Lituania, con un 80% de población lituana autóctona, se
permite una política de abierto enfrentamiento, potenciada por la personalidad
de su presidente Landsbergis, que sería suicida en Letonia con tan sólo un 53%
de letones y un 47% de minoría eslava, parte de la cual teme una independencia
bajo el nacionalismo letón.
Estonia, que como ninguna de ellas ha sido víctima de una
inmigración forzada por Moscú -del 5% de rusos en 1940 pasó al 40% actual-,
tiene que intentar, como Letonia, la integración de al menos parte de los inmigrantes en el proceso independentista y evitar que esta comunidad se convierta
en la quinta columna de la reacción conservadora de Moscú. En
círculos ilustrados de la emigración, la lealtad a la república frente a Moscú
parece haber cuajado. No así en las grandes bolsas de emigración,
geográficamente localizadas y cerradas en sí mismas, creadas en torno a grandes
industrias energéticas y pesadas en las últimas décadas.
El nacionalismo radical de algunos sectores de los
movimientos que gobiernan en las tres provincias, Sajudis en Lituania y el
Frente Popular en Letonia y Estonia, favorece el choque cultural, los temores
de los inmigrantes, y así, la lealtad de éstos a los pansoviéticos dirigidos
por comunistas ortodoxos.
El choque cultural siempre fue grande. Los lituanos son en
su inmensa mayoría nacionalistas católicos con un carácter muy similar al
polaco. Los letones, parte católicos y parte protestantes, están influenciados
tanto por los movimientos católicos anticomunistas triunfantes en Europa
central como por la ética del trabajo que divulgaron en la región los
misioneros alemanes que llegaron con los caballeros teutónicos al final de la
Edad Media y la reforma luterana que llegó de Alemania.
Reliquias etnológicas
Esencialmente individualistas, los letones y estonios tienen
una abierta aversión a los rusos.
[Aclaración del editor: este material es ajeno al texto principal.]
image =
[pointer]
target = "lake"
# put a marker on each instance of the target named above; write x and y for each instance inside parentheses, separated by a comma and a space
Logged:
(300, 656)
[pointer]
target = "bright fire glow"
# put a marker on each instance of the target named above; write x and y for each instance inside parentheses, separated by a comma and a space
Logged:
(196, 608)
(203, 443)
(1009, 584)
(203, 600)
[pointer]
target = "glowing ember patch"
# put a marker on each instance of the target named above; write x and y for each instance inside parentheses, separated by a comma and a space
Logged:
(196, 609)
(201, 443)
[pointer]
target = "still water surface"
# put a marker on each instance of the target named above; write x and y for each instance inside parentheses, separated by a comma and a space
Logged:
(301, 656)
Éstos, que viven en sus grandes reservas, son
fácil presa para los mensajes antidemocráticos, pansoviéticos e
igualitaristas. Los lituanos y los letones son los dos últimos supervivientes de
una numerosa comunidad de pueblos bálticos que fueron desapareciendo en la
historia. Los estonios son un pueblo de cultura fino-ugria, emparentada con
finlandeses y más remotamente con los húngaros. Dos reliquias etnológicas, los
livos y los votos, con menos de 1.000 y 200 individuos que viven en la región,
son la advertencia permanente para los bálticos de lo que puede ser su suerte
si no logran reafirmar su identidad frente a las grandes etnias eslavas.
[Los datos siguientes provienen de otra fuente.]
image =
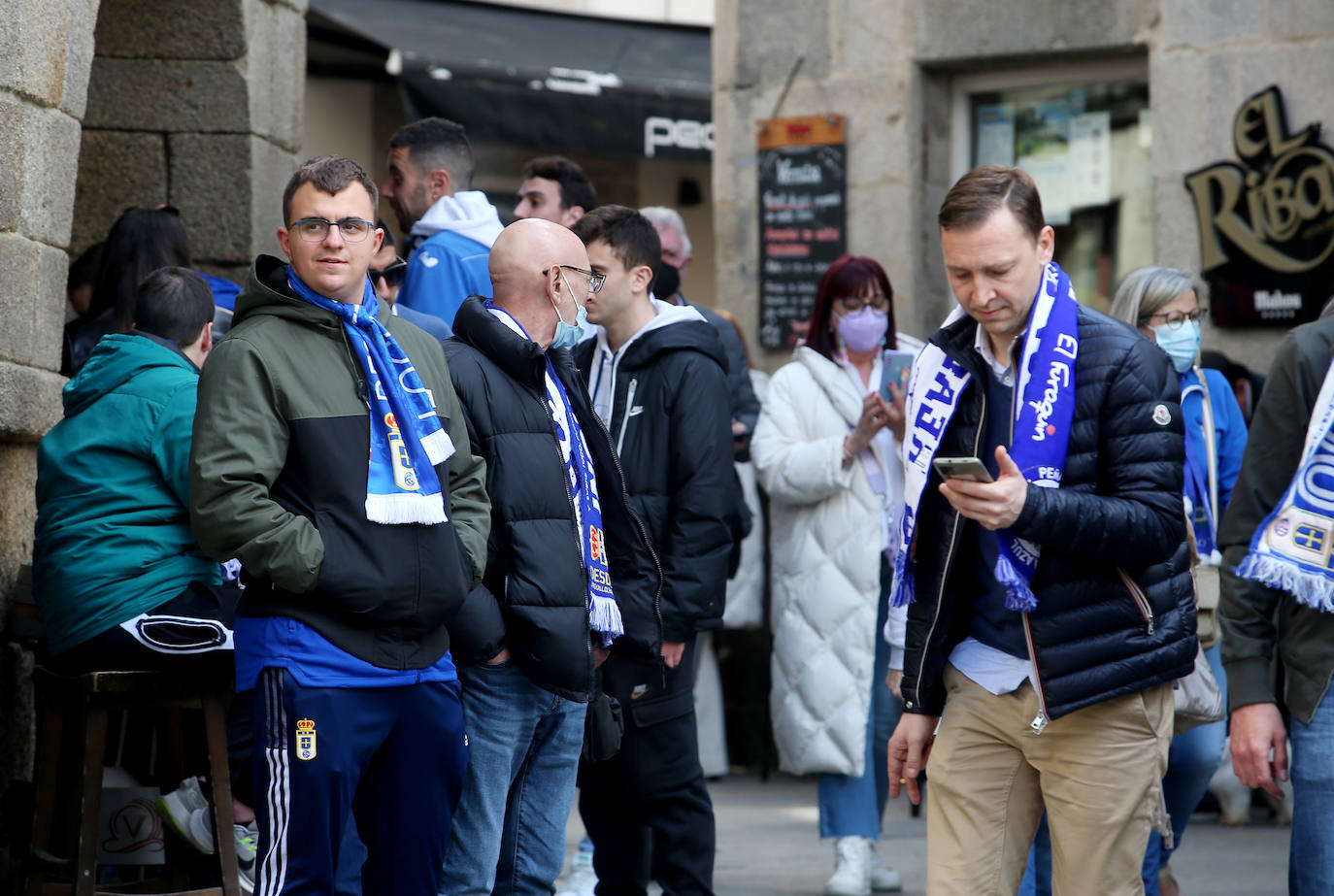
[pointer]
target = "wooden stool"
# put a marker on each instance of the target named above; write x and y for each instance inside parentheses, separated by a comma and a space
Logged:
(86, 700)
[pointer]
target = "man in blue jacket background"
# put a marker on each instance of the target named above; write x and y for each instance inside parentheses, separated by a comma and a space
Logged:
(450, 225)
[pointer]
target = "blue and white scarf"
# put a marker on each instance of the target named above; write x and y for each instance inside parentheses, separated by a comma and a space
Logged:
(603, 611)
(407, 439)
(1291, 547)
(1045, 404)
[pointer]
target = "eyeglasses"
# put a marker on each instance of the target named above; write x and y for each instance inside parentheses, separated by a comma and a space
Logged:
(317, 229)
(391, 275)
(595, 279)
(1177, 318)
(851, 304)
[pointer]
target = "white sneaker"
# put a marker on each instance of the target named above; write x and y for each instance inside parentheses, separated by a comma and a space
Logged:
(582, 879)
(247, 840)
(185, 813)
(851, 868)
(884, 878)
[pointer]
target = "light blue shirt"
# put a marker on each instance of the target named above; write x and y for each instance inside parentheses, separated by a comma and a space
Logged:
(990, 668)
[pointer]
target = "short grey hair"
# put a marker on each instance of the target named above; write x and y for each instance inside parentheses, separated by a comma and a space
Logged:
(1144, 292)
(663, 217)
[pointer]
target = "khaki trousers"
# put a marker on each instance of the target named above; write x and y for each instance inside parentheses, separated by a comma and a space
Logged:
(1097, 770)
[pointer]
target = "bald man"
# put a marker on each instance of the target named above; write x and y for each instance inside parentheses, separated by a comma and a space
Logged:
(567, 577)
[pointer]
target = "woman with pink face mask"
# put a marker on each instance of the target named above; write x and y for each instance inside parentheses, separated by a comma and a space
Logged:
(826, 449)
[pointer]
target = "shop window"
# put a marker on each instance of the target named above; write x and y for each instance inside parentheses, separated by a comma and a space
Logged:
(1084, 136)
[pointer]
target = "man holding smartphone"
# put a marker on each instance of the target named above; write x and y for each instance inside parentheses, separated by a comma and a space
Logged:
(1051, 607)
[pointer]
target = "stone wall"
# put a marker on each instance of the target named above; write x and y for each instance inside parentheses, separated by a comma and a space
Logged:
(887, 67)
(200, 111)
(193, 104)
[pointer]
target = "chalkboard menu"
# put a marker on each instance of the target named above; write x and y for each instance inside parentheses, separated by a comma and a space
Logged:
(802, 218)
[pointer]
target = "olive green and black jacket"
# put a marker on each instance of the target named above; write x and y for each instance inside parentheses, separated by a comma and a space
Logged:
(278, 479)
(1261, 623)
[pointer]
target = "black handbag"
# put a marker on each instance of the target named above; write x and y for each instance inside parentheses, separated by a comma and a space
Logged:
(603, 725)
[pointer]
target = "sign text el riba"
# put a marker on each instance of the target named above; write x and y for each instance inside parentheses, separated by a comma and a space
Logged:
(1266, 225)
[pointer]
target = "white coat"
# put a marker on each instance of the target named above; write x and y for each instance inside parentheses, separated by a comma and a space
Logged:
(824, 523)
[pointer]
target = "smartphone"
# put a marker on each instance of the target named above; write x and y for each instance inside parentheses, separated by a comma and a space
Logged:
(897, 368)
(969, 468)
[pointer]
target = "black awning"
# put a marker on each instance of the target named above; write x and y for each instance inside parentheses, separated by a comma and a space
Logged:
(543, 79)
"Nuestra lucha es tanto por la democracia y contra la
injusticia de la anexión por Stalin como para nuestra supervivencia como
pueblo", insisten estonios y letones en Tallin y Riga. "Si no
logramos ahora nuestra independencia y entramos en la comunidad occidental de
pueblos, pronto habrá que buscarnos en las enciclopedias entre los pueblos
extintos".
De ahí el ahora o nunca que guía la lucha por la
independencia de los pueblos bálticos y que ciertos sectores occidentales
consideran como un factor desestabilizador de la URSS y de la perestroika
y una "incordiante agitación de pueblos egoístas". Estos pueblos
recuerdan que la lucha de Polonia contra el régimen comunista también cosechó
escasas simpatías en la opinión pública de Occidente celosa de su tranquilidad
y buenas relaciones con el gran coloso que es la URSS.
Otros consideran que los independentistas hacen el juego a
las fuerzas involucionistas soviéticas al hacer imposible con su camino en
solitario la unión de fuerzas democráticas en la URSS.
Los polacos fueron la vanguardia en la lucha por la
democracia en el Este. Los bálticos creen poder ser la vanguardia de la
democratización de las repúblicas de la URSS. "Después, nuestra relación
con Rusia puede ser estrecha, pero antes ha de realizarse el divorcio de mutuo
acuerdo". En Moscú no soplan hoy vientos favorables para ello.